NEW YORK -- Oil prices fell Friday for a third day, dropping below $85 as traders questioned whether Americans were burning enough fuel to justify higher prices.

Benchmark crude for May delivery lost 47 cents to settle at $84.92 a barrel on the New York Mercantile Exchange. In London, Brent crude added 2 cents to settle at $84.83 on the ICE futures exchange.

The slump in crude wiped out gains from earlier in the week, when prices jumped to an 18-month high above $87 a barrel. If oil continues to tumble, it could pull U.S. gasoline prices lower. But experts still predict gasoline will get more expensive this summer as vacationers hit the road and the driving season begins in earnest.
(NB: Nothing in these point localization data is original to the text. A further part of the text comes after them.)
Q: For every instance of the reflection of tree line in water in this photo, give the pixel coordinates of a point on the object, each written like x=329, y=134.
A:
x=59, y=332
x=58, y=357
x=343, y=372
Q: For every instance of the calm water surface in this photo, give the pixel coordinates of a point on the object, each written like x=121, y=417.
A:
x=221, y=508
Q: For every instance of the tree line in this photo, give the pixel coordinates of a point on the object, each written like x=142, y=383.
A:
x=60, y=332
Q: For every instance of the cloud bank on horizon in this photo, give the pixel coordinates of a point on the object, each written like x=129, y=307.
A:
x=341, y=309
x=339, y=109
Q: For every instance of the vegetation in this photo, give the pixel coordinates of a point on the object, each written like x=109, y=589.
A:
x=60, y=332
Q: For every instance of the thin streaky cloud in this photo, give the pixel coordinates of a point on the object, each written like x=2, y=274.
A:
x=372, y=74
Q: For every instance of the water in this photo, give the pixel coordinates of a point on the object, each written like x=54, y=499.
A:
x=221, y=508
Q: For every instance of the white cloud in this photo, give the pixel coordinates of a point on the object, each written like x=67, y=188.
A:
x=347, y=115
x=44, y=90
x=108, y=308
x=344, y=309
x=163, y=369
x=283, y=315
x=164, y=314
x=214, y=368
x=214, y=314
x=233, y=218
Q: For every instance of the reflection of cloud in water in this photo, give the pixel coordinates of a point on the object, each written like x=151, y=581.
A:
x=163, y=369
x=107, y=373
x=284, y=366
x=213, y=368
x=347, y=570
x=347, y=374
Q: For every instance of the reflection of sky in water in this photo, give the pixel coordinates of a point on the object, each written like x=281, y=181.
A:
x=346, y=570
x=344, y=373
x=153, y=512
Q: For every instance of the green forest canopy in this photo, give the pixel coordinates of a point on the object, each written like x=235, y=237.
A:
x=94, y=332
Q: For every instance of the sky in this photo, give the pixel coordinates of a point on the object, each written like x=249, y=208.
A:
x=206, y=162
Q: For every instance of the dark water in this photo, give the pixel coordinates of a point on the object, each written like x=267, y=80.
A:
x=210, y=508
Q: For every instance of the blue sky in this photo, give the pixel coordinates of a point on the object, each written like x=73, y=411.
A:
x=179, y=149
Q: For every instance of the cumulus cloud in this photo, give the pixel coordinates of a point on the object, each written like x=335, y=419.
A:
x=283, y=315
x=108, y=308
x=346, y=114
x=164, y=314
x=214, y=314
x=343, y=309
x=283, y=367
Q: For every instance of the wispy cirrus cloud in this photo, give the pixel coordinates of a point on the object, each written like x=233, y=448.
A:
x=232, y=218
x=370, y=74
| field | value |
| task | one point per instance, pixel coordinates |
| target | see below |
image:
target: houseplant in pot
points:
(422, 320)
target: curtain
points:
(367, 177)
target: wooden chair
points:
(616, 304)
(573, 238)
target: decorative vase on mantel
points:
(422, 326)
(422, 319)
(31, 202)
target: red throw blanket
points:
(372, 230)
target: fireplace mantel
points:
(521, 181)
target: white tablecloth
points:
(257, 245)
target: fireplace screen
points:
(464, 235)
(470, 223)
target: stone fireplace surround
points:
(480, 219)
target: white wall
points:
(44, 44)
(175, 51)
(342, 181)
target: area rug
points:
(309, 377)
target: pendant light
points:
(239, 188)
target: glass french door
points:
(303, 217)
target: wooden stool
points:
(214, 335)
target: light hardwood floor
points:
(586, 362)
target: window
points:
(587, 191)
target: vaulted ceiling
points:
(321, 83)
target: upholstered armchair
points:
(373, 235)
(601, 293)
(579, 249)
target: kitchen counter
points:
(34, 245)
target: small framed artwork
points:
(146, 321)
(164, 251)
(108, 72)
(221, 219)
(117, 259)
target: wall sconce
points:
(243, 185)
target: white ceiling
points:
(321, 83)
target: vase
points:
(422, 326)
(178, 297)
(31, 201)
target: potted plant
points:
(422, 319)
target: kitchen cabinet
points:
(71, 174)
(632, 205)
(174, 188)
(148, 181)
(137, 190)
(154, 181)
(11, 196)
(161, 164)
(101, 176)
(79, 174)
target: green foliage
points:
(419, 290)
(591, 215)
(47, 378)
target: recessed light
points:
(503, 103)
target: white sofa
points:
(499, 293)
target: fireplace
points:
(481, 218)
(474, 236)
The Energy Information Administration said this week the national average should top $3 a gallon (79 cents a liter) this summer.

Oil prices tumbled even though stock markets rallied and the dollar fell compared to other major currencies. A weaker dollar usually props up oil prices since investors holding foreign currencies find they can buy more crude for the same price.

When oil prices started falling this week, "it spooked some people," analyst Addison Armstrong said.

Analyst Stephen Schork said some of the enthusiasm that pushed oil higher earlier in the week is disappearing. "Maybe prices went up too far, too fast," Schork said.

Oil surged to $87.09 on Tuesday after the government reported that the economy added jobs in March. More jobs means more people will be driving to work. And that means more trips to the gas station.

So far the uptick in the economy hasn't really increased the country's appetite for energy.

The U.S. is still storing more oil than usual. And while gasoline demand has increased 2 percent since last year, overall petroleum demand, including jet fuel and diesel fuel, has tumbled. The four-week average for U.S. petroleum consumption dropped for the third week in a row to just over 19 million barrels a day.

In other Nymex trading in May contracts, heating oil and gasoline both fell less than a penny to settle at $2.226 and $2.2893 a gallon, respectively. Natural gas added 16.1 cents to settle at $4.070 per 1,000 cubic feet.